The incident, which came a day after a school shooting in Florida that left 17 dead, sent Loch Raven students hiding in their classrooms and their parents racing to the school for answers. The school was placed on lockdown as police searched the building.
No one was injured.
The student, whose name has not been released, had shown the pellet gun to another student, County Executive Kevin Kamenetz told reporters gathered near the school.
Police said they later found the gun at the school.
“He discarded it,” said Officer Jennifer Peach, a police spokeswoman.
Charges against the student are pending, police said.
A school resource officer received a tip Thursday morning that a student was concealing a gun in a backpack, county police said. The officer then lost sight of the student and the school was placed on lockdown.
Keith Tillman was in U.S. history class when he saw another student sprint down the hallway, tailed closely by a school police officer.
“They were calling his name, like, ‘Stop! Stop!’” the 18-year-old senior said. “We were like, ‘What’s going on?’ We didn’t know what was happening.”
About three to five minutes later, the school went into lockdown for nearly an hour until the student was arrested.
On the fourth floor, Jordan Staten and other students in a college algebra class took cover behind a teacher’s desk and watched police descend on the school via a live feed from a news helicopter overhead.
“We were really scared,” said Staten, 18, of Parkville. “It was really awkward. We didn’t really know what to do, just [had to] sit there and wait. Whenever we heard a small noise or something, we’d freak out.”
Many parents expressed anger that they only heard about the incident from their children, and received no information during the lockdown from school officials.
Cierra Brown had been doing laundry at her home in Parkville when her daughter texted her from a friend’s phone.
“She said that the school was on lockdown, somebody came to school with a gun — and she said, ‘I love you,’ as if that was the last time we were going to talk,” Brown said.
Brown stayed in constant contact with her daughter to make sure she was OK and ask her what was happening.

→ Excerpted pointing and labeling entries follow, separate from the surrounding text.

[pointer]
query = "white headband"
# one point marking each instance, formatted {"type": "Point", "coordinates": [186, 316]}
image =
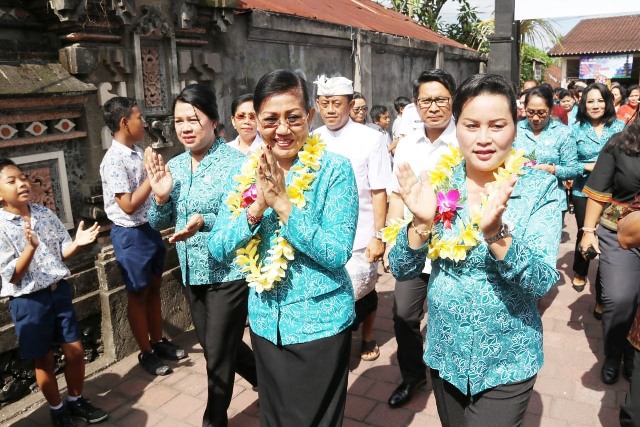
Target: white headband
{"type": "Point", "coordinates": [334, 86]}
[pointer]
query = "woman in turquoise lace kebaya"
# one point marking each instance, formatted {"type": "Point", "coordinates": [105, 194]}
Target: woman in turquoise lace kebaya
{"type": "Point", "coordinates": [304, 211]}
{"type": "Point", "coordinates": [548, 141]}
{"type": "Point", "coordinates": [484, 332]}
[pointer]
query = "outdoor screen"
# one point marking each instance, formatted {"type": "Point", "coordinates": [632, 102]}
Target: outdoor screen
{"type": "Point", "coordinates": [618, 66]}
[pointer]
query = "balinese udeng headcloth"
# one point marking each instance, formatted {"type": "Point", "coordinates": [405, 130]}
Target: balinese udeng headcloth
{"type": "Point", "coordinates": [333, 86]}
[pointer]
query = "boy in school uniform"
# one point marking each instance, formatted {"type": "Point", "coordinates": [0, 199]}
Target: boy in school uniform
{"type": "Point", "coordinates": [33, 245]}
{"type": "Point", "coordinates": [138, 248]}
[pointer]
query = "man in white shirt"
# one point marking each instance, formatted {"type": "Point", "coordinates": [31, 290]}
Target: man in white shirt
{"type": "Point", "coordinates": [422, 148]}
{"type": "Point", "coordinates": [367, 151]}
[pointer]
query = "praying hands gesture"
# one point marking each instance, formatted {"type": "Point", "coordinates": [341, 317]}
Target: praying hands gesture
{"type": "Point", "coordinates": [491, 221]}
{"type": "Point", "coordinates": [420, 199]}
{"type": "Point", "coordinates": [270, 185]}
{"type": "Point", "coordinates": [86, 236]}
{"type": "Point", "coordinates": [30, 235]}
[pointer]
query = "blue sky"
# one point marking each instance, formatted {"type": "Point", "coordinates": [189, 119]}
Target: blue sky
{"type": "Point", "coordinates": [485, 10]}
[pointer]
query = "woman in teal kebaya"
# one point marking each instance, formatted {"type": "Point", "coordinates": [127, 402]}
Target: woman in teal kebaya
{"type": "Point", "coordinates": [188, 192]}
{"type": "Point", "coordinates": [595, 123]}
{"type": "Point", "coordinates": [548, 140]}
{"type": "Point", "coordinates": [294, 232]}
{"type": "Point", "coordinates": [490, 268]}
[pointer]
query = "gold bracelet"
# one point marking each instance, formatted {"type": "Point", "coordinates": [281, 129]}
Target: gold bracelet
{"type": "Point", "coordinates": [421, 233]}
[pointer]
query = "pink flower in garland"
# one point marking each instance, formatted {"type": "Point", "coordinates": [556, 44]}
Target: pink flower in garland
{"type": "Point", "coordinates": [249, 196]}
{"type": "Point", "coordinates": [448, 204]}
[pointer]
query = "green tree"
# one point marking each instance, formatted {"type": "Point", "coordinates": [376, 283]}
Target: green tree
{"type": "Point", "coordinates": [467, 29]}
{"type": "Point", "coordinates": [424, 12]}
{"type": "Point", "coordinates": [528, 54]}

She told her to try to find a closet or somewhere else to hide.
“I feel like I should have gotten a phone call from the school,” Brown said. “Somebody should have called us and let us know immediately. As soon as they knew something was wrong, I feel like they should have told the parents that our students were in danger.”
Mychael Dickerson, chief of staff to schools Superintendent Verletta White, said officials sent two messages to parents — one at the beginning of the lockdown and one when it was lifted. A third message was planned for Thursday evening to let parents know counselors would be available at the school Friday, he said.

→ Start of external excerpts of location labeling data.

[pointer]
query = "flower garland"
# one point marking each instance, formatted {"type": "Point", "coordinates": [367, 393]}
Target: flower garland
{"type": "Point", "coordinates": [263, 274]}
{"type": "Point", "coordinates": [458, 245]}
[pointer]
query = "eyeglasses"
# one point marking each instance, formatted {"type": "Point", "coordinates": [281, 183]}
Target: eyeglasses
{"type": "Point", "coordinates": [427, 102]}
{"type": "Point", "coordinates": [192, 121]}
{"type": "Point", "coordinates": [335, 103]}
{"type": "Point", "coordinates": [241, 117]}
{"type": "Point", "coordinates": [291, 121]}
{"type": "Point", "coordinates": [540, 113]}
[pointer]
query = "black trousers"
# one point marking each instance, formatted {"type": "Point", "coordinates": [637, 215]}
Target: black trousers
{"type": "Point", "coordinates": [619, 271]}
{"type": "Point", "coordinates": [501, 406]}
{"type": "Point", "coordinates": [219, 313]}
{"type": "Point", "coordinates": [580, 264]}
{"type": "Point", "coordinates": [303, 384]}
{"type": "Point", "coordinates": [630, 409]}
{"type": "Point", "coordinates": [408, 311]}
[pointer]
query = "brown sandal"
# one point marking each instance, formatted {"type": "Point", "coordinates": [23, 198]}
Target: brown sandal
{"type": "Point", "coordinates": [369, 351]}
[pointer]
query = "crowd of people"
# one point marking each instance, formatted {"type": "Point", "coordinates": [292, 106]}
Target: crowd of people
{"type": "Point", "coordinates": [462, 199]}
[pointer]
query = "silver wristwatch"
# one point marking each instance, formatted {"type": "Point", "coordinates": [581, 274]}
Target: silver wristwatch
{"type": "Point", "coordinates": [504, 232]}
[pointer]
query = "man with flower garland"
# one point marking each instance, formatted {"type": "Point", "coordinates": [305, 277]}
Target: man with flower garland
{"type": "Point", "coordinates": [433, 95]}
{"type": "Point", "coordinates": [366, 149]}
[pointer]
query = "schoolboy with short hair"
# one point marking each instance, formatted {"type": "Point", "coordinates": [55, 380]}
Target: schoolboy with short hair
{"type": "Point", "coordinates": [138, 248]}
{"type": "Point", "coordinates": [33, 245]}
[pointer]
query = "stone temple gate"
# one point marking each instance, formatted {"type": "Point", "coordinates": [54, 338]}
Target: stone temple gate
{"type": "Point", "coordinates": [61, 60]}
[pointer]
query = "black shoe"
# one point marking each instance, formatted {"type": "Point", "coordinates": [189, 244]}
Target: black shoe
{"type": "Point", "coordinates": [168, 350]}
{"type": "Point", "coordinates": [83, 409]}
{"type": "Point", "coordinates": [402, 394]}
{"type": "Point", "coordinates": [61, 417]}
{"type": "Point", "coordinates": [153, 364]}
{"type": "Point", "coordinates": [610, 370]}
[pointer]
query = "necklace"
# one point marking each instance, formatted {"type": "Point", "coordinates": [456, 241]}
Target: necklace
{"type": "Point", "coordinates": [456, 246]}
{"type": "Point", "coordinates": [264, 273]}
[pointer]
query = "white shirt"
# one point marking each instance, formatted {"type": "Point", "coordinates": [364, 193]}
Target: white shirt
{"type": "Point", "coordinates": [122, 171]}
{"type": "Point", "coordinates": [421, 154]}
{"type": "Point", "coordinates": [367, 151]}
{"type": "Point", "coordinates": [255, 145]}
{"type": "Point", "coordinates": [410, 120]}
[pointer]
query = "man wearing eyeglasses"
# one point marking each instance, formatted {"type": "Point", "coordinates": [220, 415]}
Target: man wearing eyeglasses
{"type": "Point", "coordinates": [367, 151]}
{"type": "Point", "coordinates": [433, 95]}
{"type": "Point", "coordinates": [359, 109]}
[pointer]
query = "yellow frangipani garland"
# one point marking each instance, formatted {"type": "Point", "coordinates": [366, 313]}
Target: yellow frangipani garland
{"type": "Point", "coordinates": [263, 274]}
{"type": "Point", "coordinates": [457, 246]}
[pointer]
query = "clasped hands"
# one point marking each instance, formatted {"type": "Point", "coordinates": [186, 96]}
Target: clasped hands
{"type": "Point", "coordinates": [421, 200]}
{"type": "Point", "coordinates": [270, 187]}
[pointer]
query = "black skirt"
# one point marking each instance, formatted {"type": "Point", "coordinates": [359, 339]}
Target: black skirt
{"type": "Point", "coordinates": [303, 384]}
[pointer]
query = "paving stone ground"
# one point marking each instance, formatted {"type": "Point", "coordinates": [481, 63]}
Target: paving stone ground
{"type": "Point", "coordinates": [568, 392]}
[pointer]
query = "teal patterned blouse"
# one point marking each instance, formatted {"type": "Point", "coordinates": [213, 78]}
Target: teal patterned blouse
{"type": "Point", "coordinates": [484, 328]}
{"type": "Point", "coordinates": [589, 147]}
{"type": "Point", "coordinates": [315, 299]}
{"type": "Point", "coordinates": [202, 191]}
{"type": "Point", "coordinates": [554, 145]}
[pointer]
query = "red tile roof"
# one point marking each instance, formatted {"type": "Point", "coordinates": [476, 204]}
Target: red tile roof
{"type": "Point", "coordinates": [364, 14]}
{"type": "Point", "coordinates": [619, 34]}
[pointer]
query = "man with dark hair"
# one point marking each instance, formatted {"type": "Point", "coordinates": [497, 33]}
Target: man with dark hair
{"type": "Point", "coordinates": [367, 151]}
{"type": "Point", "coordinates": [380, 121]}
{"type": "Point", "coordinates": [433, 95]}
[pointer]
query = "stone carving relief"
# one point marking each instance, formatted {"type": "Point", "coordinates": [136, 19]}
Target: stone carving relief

Sinthya Bonilla, of Parkville, was cleaning her house when she checked her phone and saw two missed calls and a flurry of text messages from her daughter, Alejandra, a junior at the school.
“Mommy, Mommy, somebody has a gun,” her daughter told her when she hurriedly called her back.
Bonilla was among a crowd of parents who rushed to the school upon hearing the news. Short of breath and shaking, she gazed down the hill at the school as she recalled her harrowing afternoon.
She also said she’d received no phone call or email about the incident from the school as of Thursday afternoon.
Ashley Mullaney, whose has an 11th-grader at the school, assumed the worst when she heard about the lockdown. Wednesday’s mass shooting at a school in Florida was on her mind as she ran two red lights on her way to Loch Raven High in her haste to get to her son, she said.
“What if I get a phone call that that’s my son bleeding out on the floor, and I send my last words to him?” she said, visibly upset. “I’m sure other parents did in Florida yesterday. It’s disgusting that we have to live as parents like that.”
Baltimore County added $3.7 million in security in school security improvements, including a surveillance camera system with footage that can be viewed in real time by county police as well as school police. The investment followed an August 2012 shooting at Perry Hall High School that injured a 17-year-old special needs student.
“We’ve invested a significant amount of money to bolster the security of our schools in terms,” Kamenetz said Thursday.
The county executive praised the school system and police department’s handling of the situation.
“All of our nerves are on edge here,” he said. “The first responsibility is to make sure the students are safe and that they apprehend the boy that had the replica weapon. Then we can notify the parents once everything has been taken care of. I think that was done.”
“School’s going to be open tomorrow,” he added. “We’re going to get back to normal.”